Job Summary
We are seeking a highly skilled and motivated OpenShift Cloud Platform and Deployment Engineer with a minimum of 6 years of relevant experience in infrastructure/platform operations, including 3+ years of hands-on administration of Red Hat OpenShift 4.x in enterprise production environments. The engineer will be responsible for managing Day 2 operations of OpenShift clusters, including core services like ACS (Advanced Cluster Security), ACM (Advanced Cluster Management), Quay, and OpenShift Service Mesh, while actively supporting application deployment workflows and CI/CD practices.
Key Responsibilities
- Operate and maintain Red Hat OpenShift 4.x clusters with a focus on operations:
- Cluster health monitoring, node scaling, patching, and upgrades
- Certificate management, storage troubleshooting, and network policy enforcement
- Manage and support platform services:
- ACS – Vulnerability management, runtime security, and compliance policy enforcement
- ACM – Multi-cluster governance, policy management, and cluster lifecycle automation
- Quay – Secure and manage container image registries with vulnerability scanning
- Service Mesh (Istio) – Service-to-service communication, observability (Kiali, Jaeger), and mTLS enforcement
- Provide application deployment support:
- Troubleshoot CI/CD issues with Tekton, Jenkins, ArgoCD, or GitHub Actions
- Assist development teams with onboarding and deployment best practices
- Troubleshoot and resolve production incidents, participate in root cause analysis (RCA), and create documentation
- Implement platform backup, disaster recovery (e.g., Velero), and availability strategies
- Collaborate with Red Hat and vendor support to resolve complex platform issues
- Maintain accurate and up-to-date documentation (SOPs, runbooks, RCA reports, etc.)

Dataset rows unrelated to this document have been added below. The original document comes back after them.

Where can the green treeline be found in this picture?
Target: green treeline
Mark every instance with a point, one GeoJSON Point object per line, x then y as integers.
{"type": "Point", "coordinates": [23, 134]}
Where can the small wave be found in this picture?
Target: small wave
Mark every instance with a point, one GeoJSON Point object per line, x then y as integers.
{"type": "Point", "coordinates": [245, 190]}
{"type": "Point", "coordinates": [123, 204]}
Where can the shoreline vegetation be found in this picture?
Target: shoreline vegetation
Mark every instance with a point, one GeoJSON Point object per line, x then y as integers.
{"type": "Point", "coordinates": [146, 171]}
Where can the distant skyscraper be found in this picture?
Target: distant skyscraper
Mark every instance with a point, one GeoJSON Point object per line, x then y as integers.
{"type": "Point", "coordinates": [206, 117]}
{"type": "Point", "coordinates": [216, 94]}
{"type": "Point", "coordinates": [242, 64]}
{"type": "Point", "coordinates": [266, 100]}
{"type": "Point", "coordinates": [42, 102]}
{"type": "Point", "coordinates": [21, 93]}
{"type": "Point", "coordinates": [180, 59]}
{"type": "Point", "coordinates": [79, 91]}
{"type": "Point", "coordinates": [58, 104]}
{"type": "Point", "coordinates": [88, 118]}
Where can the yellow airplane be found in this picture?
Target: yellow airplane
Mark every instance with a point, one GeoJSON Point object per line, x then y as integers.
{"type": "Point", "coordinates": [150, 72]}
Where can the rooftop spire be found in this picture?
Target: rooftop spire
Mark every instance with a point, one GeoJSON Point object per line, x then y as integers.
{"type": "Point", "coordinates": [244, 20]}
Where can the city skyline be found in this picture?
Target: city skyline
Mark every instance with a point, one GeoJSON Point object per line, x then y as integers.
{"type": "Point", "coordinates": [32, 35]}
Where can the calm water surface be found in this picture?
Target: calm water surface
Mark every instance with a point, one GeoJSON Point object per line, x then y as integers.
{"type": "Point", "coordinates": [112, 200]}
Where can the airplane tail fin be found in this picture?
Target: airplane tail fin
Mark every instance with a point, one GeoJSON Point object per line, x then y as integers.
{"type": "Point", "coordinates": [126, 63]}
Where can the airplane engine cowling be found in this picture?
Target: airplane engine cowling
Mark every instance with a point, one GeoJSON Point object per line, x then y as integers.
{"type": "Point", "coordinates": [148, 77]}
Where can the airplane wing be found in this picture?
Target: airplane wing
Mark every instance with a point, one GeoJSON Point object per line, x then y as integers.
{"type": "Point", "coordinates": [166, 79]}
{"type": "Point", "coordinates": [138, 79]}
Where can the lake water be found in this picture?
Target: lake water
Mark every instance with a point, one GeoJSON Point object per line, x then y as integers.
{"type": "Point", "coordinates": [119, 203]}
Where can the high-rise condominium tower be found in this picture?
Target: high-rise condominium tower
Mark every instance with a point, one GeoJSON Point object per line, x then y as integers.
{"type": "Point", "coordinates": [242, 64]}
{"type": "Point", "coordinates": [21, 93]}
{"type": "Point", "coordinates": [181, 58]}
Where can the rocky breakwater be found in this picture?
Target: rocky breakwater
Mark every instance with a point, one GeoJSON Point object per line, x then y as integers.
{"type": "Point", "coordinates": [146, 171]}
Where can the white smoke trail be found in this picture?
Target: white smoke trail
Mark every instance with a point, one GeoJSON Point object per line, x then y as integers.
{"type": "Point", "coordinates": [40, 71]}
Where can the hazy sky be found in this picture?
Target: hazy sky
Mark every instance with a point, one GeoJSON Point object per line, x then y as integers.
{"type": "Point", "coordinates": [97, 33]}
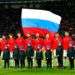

Required Skills & Experience
- 6+ years of relevant experience in infrastructure/platform operations, including:
- 3+ years of hands-on experience administering Red Hat OpenShift 4.x
- Strong understanding of Kubernetes core concepts, Operators, Helm, CRDs, and container orchestration
- Experience in:
- ACS for container security and runtime policies
- ACM for multi-cluster operations and policy governance
- Quay registry for secure image lifecycle management
- OpenShift Service Mesh (Istio) for service communication and tracing
- Linux administration (RHEL preferred) and strong familiarity with CLI tools
- Experience with GitOps and CI/CD tools: Tekton, ArgoCD, Jenkins, GitHub Actions
- Scripting/automation: Bash, Python, or Ansible
- Familiarity with observability and monitoring tools like Prometheus, Grafana, EFK, Loki
Soft Skills
- Strong analytical and troubleshooting skills
- Effective communicator with technical and non-technical teams
- Ability to work independently and collaboratively in a team environment
- Proactive in knowledge sharing and documentation